The present dearth of financial support is undoubtedly a consequence of the need of our large banks to reduce their leverage—they have been endeavouring to improve their reserve ratios by limiting their lending. The manner in which they are doing this has caused acute distress among many small enterprises. A recent edition of the BBC’s “File on Four” radio programme, “Default by Design?”, bore witness to this. The programme focused its attention on the practices of RBS, the Royal Bank of Scotland, 80% of which has been in public ownership since it was rescued from insolvency. The Tomlinson inquiry, which was briefed by Vince Cable to investigate the practices of the bank, has alleged that it has been sinking good businesses so that it can profit from their demise. The BBC programme provided evidence to substantiate this allegation, and some startling malfeasance was revealed. A subsidiary agency of the bank was able to acquire the assets of businesses that had been driven into financial difficulties by the effect of the interest rate swaps that the bank itself had foisted on the businesses.

Modern bankers deal with small businesses in a manner that differs markedly from traditional practices. Banks have become increasingly remote from local industry and commerce. In the past, a bank manager would be expected to have an intimate knowledge of his business clients and of their enterprises. Within our lifetimes, the number of private clients of banks has increased dramatically, but nowadays they are dealt with, not on a personal basis, but on a statistical or algorithmic basis, and the same methods are applied to small businesses. The algorithms of banking have two aspects. On the one hand, there is the matter of global resource allocation, which determines the size of the funds that are available for lending, as well as the threshold of creditworthiness.

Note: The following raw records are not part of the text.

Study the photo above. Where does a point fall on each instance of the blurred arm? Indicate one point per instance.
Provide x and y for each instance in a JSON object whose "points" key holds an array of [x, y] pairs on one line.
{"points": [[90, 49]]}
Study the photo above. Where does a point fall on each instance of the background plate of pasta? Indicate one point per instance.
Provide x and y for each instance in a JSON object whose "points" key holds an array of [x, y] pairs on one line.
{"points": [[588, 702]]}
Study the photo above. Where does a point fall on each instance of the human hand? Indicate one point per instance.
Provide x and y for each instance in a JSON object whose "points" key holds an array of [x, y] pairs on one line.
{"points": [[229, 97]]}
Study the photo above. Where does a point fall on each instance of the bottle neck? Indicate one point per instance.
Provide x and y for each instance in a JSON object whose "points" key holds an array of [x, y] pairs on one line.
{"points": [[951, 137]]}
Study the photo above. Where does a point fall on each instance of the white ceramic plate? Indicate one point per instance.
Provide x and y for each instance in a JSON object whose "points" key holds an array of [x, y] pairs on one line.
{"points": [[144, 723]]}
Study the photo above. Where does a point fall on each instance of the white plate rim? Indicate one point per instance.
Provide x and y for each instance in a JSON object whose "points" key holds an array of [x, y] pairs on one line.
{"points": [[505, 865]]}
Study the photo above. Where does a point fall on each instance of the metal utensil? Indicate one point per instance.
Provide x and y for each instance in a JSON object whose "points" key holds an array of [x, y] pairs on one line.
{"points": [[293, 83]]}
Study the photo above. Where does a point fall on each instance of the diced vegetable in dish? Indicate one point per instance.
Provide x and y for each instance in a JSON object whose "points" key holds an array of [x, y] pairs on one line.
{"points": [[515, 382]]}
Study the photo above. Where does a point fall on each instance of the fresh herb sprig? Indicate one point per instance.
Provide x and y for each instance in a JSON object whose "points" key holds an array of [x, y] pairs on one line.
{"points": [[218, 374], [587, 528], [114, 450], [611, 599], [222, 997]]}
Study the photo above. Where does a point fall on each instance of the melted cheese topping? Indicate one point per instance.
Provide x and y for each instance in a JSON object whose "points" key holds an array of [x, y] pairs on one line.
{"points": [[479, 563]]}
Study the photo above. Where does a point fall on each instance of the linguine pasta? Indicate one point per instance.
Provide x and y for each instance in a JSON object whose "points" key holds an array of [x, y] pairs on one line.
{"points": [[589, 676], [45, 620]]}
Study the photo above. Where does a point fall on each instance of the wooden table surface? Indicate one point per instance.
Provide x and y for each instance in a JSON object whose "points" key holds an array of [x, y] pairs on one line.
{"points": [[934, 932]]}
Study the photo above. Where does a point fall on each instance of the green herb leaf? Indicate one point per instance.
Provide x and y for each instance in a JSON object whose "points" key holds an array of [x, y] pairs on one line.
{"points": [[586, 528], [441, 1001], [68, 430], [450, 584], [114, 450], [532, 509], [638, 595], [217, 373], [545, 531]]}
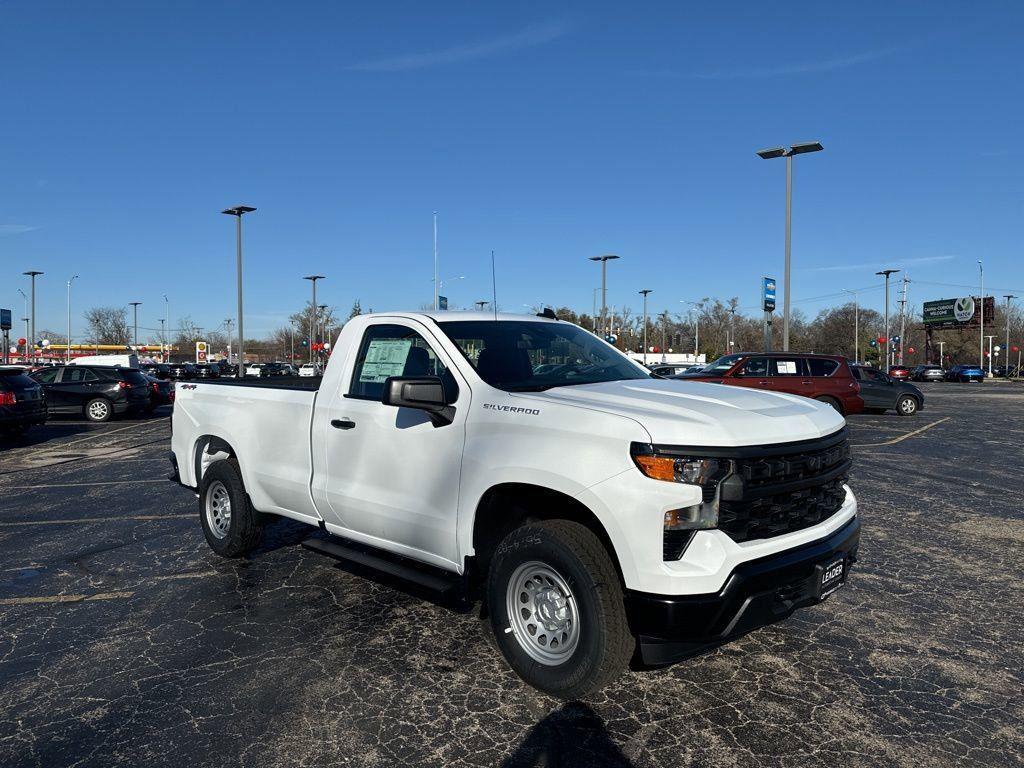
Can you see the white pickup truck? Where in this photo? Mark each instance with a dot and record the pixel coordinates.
(599, 514)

The second aspect is the assessment of the creditworthiness of the potential borrowers, which is also described as their default risk.

A callow young manager can nowadays handle the essential decision in respect of a loan application by a small business in a seemingly objective manner that requires no expert knowledge on his part. The decision depends on a credit score that is formed from an additive combination of measured attributes, both numerical and categorical, that are recorded in a computerised database. The aggregate score is compared to a threshold value, and the request for a loan is granted only if the threshold is surpassed. The typical basis for such decisions is a statistical analysis that covers a large sample of cases. This is a decidedly obtuse way of going about the business.

It is an undoubted statistical fact that a large proportion of start-up businesses are bound to fail. On the other hand, it is among such businesses that the most dynamic elements of a developing economy will be found. It used to be the task of a bank manager to exercise his judgment in discriminating between the businesses that would be viable and those that were bound to fail. The effect of the algorithmic approach is to deny funding to the majority of start-up enterprises on the grounds of the high rate of mortality of the group as a whole. This is profoundly injurious to our future prosperity and to the prospects for employment.

Another dire consequence of the modern approach can arise when, on account of a need to reduce its leverage ratio, a bank such as RBS decides to heighten the threshold that is applied to credit ratings. A group of businesses will then become liable to have their loan facilities withdrawn. It seems that RBS is far more adept at driving its decisions to foreclose on such businesses than it is in assessing their true prospects.

A hit squad called the Global Restructuring Group resides within the bank. The group is intended ostensibly to get businesses back in shape by providing helpful advice and, possibly, by restructuring the loans. Its true purpose seems to be to foreclose on those businesses in a manner that will be most profitable to the bank. This is the kind of abuse that the Labour Party has in mind when it calls for the restructuring of banks and the establishment of new banks to compete with the existing ones.